Radiology, like the rest of medicine, is susceptible to cyberattacks. One recent study estimated that more than 1 billion medical images are exposed online via vulnerabilities in picture archiving and communication systems across the globe. But how prepared is the average radiologist to prevent such attacks in this new era of digital warfare?
The American Journal of Roentgenology recently convened a blue-ribbon panel of experts to chew over this predicament. Those involved included a radiologist hacker, prominent cybersecurity researchers from three countries outside the U.S., and a top authority on the DICOM (digital imaging and communications in medicine) file format.
They outline three steps radiologists can take to cyber-safeguard practices in their “call to action” for the field, set to be published in the April edition of AJR.
“To mitigate these vulnerabilities, all major players must do their part, from DICOM security leaders at the core of the DICOM world to radiologists as endpoint users and readers,” wrote Benoit Desjardins, MD and PhD, a radiologist and security expert with Penn Medicine, and colleagues. “Cyberattacks will pervade life in years to come, even more than they currently do. They have the power to quickly bring down entire hospitals, multinational corporations, cities and even possibly countries,” they added later.
To prepare for such security threats, radiologists should remember the acronym CIA—representing confidentiality, integrity and authenticity. Here’s how this triad applies to imaging professionals:
1) First it is important to maintain confidentiality, Desjardins et al. noted. “Any medical image on a laptop or CD should be encrypted or anonymized. One should never remotely view or transmit medical images on a public Wi-Fi network without the use of a virtual private network, which encrypts all communications.”

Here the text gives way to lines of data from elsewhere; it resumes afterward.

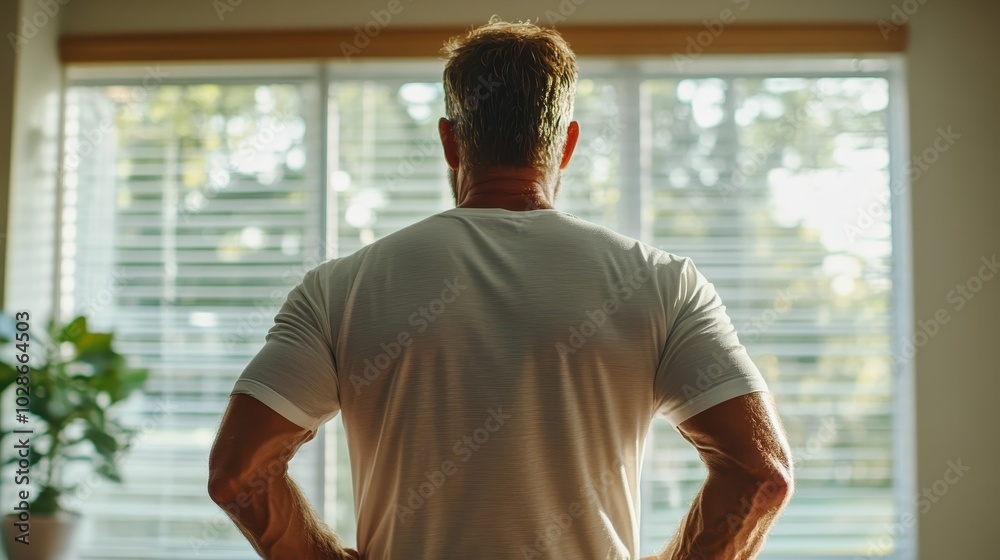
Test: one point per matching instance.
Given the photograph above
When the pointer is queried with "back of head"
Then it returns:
(509, 90)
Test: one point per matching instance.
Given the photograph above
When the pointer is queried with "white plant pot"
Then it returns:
(50, 537)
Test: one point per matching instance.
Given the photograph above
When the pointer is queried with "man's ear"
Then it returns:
(572, 135)
(447, 134)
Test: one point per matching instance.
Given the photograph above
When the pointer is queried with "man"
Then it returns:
(497, 365)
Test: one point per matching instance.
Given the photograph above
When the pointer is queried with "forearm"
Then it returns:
(280, 523)
(730, 517)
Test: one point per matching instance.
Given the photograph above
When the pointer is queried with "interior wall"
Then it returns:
(8, 15)
(30, 254)
(952, 80)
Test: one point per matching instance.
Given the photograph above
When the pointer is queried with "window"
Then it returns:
(196, 199)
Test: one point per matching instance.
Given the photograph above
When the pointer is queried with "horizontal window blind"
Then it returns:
(207, 200)
(191, 218)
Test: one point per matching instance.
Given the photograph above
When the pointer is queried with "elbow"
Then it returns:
(775, 490)
(222, 488)
(776, 485)
(226, 485)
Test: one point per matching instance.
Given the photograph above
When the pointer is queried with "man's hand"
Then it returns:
(248, 477)
(749, 480)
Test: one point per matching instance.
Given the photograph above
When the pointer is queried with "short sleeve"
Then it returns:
(294, 372)
(703, 363)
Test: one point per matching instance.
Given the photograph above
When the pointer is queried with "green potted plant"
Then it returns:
(75, 380)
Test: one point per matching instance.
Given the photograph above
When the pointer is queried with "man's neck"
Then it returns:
(517, 190)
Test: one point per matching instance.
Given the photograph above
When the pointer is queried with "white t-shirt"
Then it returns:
(497, 373)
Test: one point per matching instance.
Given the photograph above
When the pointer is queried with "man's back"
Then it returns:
(497, 372)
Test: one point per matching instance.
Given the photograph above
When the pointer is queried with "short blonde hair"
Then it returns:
(509, 90)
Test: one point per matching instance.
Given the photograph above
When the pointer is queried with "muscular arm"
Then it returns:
(248, 477)
(749, 481)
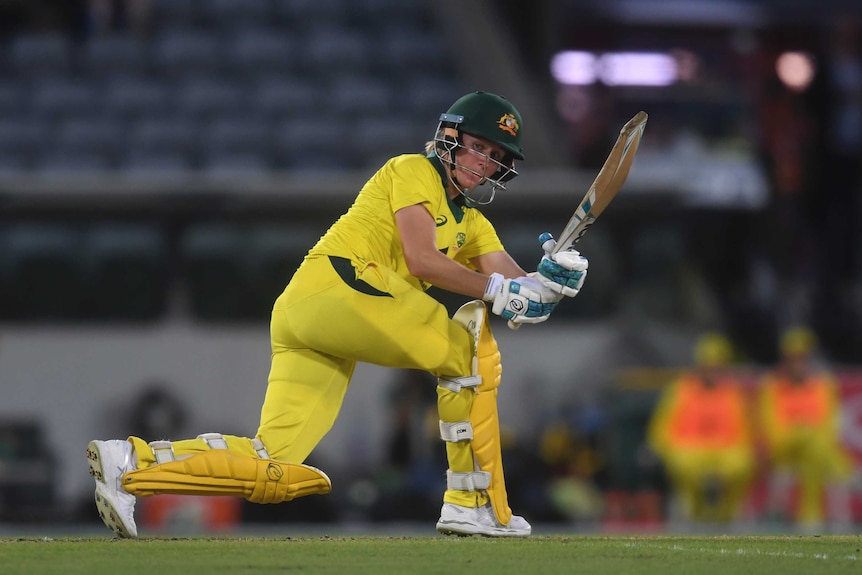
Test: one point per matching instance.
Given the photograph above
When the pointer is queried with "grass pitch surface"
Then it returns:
(630, 555)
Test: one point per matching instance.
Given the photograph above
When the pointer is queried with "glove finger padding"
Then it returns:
(521, 300)
(563, 273)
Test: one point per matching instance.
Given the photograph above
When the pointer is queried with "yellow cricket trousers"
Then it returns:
(329, 317)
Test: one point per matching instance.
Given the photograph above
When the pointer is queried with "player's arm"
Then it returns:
(419, 243)
(520, 300)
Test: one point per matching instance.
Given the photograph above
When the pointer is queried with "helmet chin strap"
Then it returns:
(468, 193)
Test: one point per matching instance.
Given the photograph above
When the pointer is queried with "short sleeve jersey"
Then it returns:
(367, 232)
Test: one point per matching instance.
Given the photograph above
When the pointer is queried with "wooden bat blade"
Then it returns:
(608, 182)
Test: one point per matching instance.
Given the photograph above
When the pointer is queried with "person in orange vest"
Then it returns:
(800, 420)
(701, 431)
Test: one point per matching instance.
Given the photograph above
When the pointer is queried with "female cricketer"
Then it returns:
(359, 296)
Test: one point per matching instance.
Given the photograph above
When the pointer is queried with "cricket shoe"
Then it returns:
(464, 521)
(108, 461)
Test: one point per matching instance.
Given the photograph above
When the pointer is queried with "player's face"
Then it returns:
(473, 161)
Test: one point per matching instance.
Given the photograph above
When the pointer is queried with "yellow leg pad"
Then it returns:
(221, 472)
(483, 415)
(452, 407)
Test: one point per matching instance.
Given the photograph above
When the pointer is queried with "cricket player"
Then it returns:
(800, 414)
(701, 431)
(359, 296)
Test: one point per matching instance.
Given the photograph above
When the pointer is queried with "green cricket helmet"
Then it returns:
(488, 116)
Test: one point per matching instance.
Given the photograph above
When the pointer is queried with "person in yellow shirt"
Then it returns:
(359, 296)
(701, 432)
(800, 425)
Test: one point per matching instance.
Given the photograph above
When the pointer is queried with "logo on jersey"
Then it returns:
(509, 124)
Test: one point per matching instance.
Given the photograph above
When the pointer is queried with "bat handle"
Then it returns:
(548, 243)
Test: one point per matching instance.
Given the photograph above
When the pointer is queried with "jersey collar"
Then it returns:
(460, 202)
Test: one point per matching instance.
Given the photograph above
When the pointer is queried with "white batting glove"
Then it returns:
(520, 300)
(565, 271)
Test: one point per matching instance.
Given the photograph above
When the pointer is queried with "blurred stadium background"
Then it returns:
(165, 164)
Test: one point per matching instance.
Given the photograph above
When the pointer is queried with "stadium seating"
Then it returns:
(124, 272)
(226, 89)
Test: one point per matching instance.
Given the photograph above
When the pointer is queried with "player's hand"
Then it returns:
(564, 272)
(520, 300)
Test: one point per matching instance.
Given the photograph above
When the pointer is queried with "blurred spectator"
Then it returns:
(701, 432)
(799, 411)
(569, 450)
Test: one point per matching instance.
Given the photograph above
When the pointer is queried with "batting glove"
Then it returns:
(520, 300)
(564, 272)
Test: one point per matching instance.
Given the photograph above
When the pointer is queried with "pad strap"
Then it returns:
(455, 384)
(214, 440)
(259, 448)
(163, 451)
(473, 481)
(456, 431)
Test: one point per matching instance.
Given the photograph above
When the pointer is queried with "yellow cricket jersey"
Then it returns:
(367, 232)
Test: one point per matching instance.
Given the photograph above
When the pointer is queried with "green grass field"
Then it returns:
(629, 555)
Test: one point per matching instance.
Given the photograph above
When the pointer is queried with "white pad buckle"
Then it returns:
(214, 440)
(472, 481)
(163, 451)
(456, 384)
(456, 431)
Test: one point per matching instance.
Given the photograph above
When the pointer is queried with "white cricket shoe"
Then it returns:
(108, 461)
(463, 521)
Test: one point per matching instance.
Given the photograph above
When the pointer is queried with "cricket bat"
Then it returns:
(608, 182)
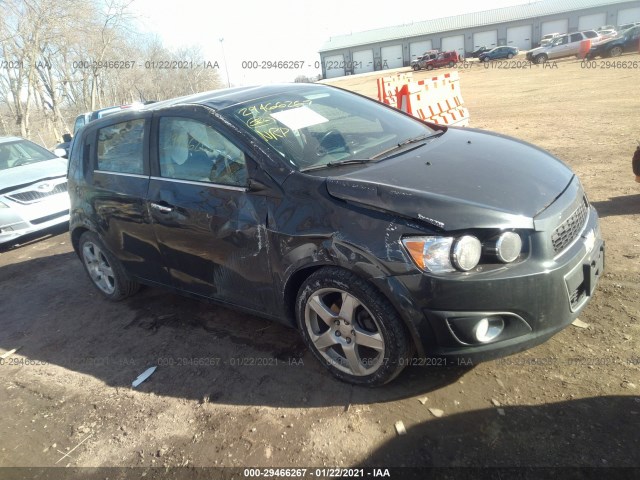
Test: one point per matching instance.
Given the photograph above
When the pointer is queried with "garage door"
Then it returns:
(487, 39)
(391, 57)
(519, 37)
(455, 42)
(334, 66)
(588, 22)
(416, 49)
(555, 26)
(628, 15)
(363, 61)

2) Second, radiologists must verify the integrity of their data. “As healthcare moves into a new era of increasing information vulnerability, radiologists should understand that they may be using data that has been altered,” the panel wrote, later adding: “If tampering of DICOM image attributes is suspected, use any prior imaging and the medical history to determine whether the images belong to that patient and whether the imaging findings make sense.”

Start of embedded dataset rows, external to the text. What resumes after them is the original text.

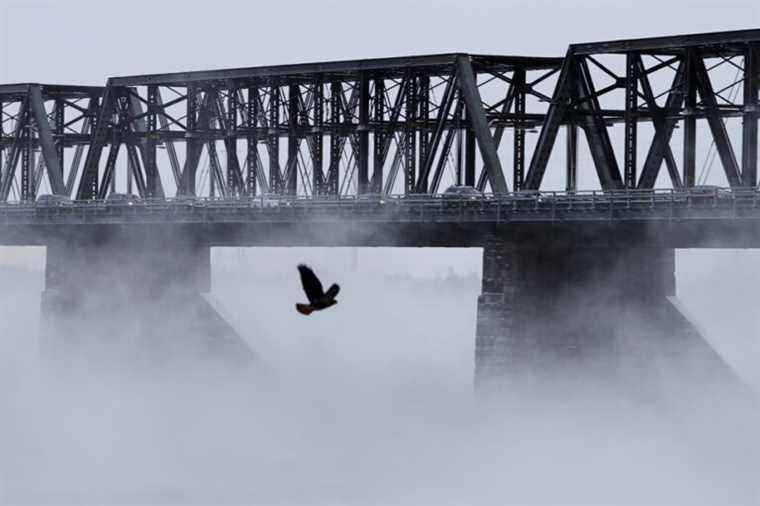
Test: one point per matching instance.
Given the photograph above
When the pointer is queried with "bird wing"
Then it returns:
(311, 284)
(332, 292)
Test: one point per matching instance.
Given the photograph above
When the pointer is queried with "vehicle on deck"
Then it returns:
(50, 200)
(462, 192)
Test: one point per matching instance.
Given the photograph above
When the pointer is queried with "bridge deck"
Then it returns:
(721, 218)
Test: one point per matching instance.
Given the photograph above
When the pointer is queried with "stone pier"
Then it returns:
(553, 317)
(135, 302)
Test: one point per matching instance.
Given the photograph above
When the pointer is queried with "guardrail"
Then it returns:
(701, 203)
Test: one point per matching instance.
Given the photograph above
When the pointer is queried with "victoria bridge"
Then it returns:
(578, 175)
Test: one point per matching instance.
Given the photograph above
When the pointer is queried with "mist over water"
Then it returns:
(370, 402)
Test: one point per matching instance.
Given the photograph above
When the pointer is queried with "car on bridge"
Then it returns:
(52, 200)
(462, 192)
(121, 199)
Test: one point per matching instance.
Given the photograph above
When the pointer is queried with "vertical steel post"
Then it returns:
(378, 136)
(233, 185)
(518, 80)
(336, 89)
(631, 113)
(362, 162)
(27, 181)
(690, 121)
(60, 116)
(317, 156)
(291, 170)
(410, 134)
(252, 140)
(751, 114)
(275, 180)
(571, 175)
(151, 169)
(423, 119)
(469, 150)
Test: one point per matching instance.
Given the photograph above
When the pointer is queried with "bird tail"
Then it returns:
(304, 309)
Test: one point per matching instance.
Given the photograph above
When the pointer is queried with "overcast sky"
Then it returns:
(84, 42)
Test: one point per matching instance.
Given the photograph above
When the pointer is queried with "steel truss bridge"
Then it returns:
(578, 243)
(409, 125)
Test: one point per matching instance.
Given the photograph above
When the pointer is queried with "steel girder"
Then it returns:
(342, 128)
(391, 125)
(46, 123)
(626, 71)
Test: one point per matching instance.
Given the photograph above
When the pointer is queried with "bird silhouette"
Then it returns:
(318, 298)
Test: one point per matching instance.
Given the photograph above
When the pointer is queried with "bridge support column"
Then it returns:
(133, 302)
(553, 317)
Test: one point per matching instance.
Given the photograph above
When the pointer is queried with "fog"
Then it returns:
(370, 402)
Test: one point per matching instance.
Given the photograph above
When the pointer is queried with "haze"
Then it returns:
(372, 401)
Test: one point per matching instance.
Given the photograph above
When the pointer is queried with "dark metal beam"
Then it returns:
(596, 130)
(664, 125)
(751, 114)
(47, 143)
(393, 67)
(555, 116)
(717, 126)
(476, 113)
(669, 43)
(631, 125)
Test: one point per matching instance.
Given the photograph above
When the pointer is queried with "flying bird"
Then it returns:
(318, 298)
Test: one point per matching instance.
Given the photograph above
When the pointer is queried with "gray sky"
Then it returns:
(84, 41)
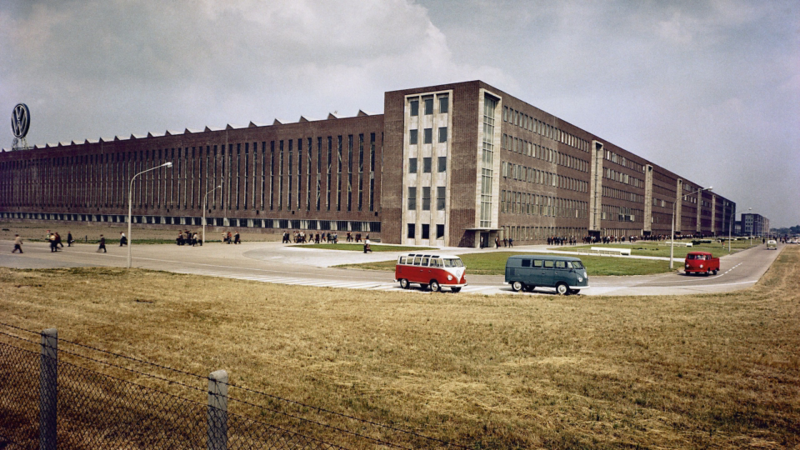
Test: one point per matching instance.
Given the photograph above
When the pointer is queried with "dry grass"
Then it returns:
(715, 371)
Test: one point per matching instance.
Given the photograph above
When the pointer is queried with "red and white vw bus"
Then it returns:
(436, 271)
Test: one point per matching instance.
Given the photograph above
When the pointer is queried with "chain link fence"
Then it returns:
(79, 399)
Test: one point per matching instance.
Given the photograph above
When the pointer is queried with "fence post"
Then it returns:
(48, 390)
(218, 410)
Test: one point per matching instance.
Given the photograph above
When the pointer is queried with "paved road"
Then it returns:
(276, 263)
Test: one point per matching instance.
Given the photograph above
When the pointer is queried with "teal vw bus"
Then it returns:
(564, 273)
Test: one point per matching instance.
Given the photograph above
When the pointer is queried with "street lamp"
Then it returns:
(205, 201)
(674, 205)
(130, 206)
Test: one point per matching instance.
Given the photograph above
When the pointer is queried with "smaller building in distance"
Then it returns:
(754, 225)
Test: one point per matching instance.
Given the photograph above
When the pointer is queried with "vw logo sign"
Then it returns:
(20, 120)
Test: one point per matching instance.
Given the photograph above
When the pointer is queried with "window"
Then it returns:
(440, 198)
(443, 104)
(426, 165)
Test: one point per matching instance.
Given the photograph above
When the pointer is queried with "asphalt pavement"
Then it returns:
(273, 262)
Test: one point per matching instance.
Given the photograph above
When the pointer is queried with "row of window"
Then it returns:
(531, 124)
(620, 177)
(523, 147)
(536, 176)
(622, 195)
(621, 213)
(280, 224)
(624, 162)
(425, 200)
(424, 231)
(427, 136)
(229, 177)
(512, 202)
(427, 105)
(427, 162)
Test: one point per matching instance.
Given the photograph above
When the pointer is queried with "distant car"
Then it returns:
(701, 262)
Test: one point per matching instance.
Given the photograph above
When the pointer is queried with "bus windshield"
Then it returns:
(454, 262)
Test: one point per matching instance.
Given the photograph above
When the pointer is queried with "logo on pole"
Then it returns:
(20, 120)
(20, 124)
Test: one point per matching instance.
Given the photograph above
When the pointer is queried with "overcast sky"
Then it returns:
(708, 89)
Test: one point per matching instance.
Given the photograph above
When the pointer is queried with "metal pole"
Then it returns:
(130, 206)
(672, 239)
(205, 202)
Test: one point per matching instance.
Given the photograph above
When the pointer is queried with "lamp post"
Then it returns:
(130, 206)
(205, 202)
(672, 241)
(730, 232)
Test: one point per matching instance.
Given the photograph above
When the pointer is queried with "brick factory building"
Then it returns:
(455, 165)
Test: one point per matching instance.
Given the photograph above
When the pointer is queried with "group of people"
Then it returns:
(300, 237)
(229, 238)
(188, 238)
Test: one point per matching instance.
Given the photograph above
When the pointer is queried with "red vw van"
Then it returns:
(436, 271)
(701, 262)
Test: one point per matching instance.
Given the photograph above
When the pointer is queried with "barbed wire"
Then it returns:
(377, 424)
(303, 419)
(272, 396)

3) Finally, clinicians need check the authenticity of information. “Are the imaging data coming from a trusted source? Loading a CD from an unfamiliar source to read images on a local computer for a curbside consult is risky because the CD could have been tampered with, enabling it to auto-execute malware. Film libraries have computers that can safely extract DICOM images from CDs and load them into a PACS,” Desjardins advised.

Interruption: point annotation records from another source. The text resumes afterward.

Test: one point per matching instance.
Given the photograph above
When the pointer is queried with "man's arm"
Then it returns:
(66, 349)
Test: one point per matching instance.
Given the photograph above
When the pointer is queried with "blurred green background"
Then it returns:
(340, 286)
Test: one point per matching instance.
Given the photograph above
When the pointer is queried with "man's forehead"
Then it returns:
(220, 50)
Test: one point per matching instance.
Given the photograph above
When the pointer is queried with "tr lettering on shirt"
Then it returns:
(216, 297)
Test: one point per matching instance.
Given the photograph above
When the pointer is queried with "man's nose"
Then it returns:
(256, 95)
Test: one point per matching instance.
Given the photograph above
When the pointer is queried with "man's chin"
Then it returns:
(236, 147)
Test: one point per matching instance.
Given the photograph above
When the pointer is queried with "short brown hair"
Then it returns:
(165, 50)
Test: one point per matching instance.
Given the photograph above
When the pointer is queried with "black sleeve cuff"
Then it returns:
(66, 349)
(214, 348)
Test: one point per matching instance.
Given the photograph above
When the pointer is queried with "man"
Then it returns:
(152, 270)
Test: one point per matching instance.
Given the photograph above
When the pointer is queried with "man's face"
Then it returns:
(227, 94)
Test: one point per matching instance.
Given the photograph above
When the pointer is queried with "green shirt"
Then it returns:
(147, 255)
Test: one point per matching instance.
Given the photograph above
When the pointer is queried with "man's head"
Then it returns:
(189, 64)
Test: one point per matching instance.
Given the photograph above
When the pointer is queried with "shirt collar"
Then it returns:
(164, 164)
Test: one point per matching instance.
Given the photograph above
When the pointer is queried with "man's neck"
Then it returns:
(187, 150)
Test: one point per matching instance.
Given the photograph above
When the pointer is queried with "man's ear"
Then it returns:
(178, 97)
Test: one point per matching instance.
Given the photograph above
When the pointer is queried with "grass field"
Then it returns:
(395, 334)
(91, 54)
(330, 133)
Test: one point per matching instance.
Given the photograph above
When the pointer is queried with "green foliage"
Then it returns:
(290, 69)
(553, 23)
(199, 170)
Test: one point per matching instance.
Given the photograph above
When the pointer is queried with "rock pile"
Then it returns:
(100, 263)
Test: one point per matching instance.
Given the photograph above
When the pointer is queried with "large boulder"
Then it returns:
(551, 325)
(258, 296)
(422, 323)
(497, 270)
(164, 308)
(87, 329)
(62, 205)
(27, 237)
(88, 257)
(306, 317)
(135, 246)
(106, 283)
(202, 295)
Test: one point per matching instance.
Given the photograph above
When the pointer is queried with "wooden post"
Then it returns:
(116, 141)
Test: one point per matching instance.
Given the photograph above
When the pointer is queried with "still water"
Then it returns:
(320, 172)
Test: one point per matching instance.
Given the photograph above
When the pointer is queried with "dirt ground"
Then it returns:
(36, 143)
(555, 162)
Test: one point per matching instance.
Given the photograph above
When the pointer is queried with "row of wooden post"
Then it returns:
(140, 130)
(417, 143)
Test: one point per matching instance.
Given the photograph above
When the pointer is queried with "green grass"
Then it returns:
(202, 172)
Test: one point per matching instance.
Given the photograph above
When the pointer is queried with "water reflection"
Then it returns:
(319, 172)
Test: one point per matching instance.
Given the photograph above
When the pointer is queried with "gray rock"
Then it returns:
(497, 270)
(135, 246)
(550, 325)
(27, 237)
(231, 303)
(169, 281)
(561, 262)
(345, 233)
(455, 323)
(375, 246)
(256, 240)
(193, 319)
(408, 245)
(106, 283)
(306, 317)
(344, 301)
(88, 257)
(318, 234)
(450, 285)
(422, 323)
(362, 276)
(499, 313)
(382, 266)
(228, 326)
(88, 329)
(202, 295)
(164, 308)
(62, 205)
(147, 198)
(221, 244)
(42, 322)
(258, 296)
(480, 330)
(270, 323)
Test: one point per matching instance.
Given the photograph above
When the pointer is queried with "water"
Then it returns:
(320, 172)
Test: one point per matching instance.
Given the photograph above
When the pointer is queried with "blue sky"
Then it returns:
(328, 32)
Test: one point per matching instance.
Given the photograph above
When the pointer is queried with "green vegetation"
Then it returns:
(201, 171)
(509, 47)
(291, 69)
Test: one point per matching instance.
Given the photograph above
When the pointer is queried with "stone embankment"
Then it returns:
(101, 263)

In a corresponding AJR commentary published Jan. 22, E. Russell Ritenour, PhD, urged radiologists to heed the panel’s advice, given its breadth of knowledge. He said it’s difficult to estimate how many hacking incidents have occurred in radiology to date. However, physician groups of all sizes must prepare themselves for any type of attack, and publicly report any incident, rather than sweeping it under the rug.
“Mechanisms must be made available for smaller radiology practices to report such crimes for the good of the community and for their own long-term benefit,” wrote Ritenour, a professor with the Medical University of South Carolina and informatics editor of the AJR. “It is vital to the radiology enterprise that efforts be made by medical groups at all levels to reinforce security measures, maintain a constantly upgraded computing infrastructure to combat new hacking techniques, and publicly share knowledge obtained from hacking incidents,” he added later.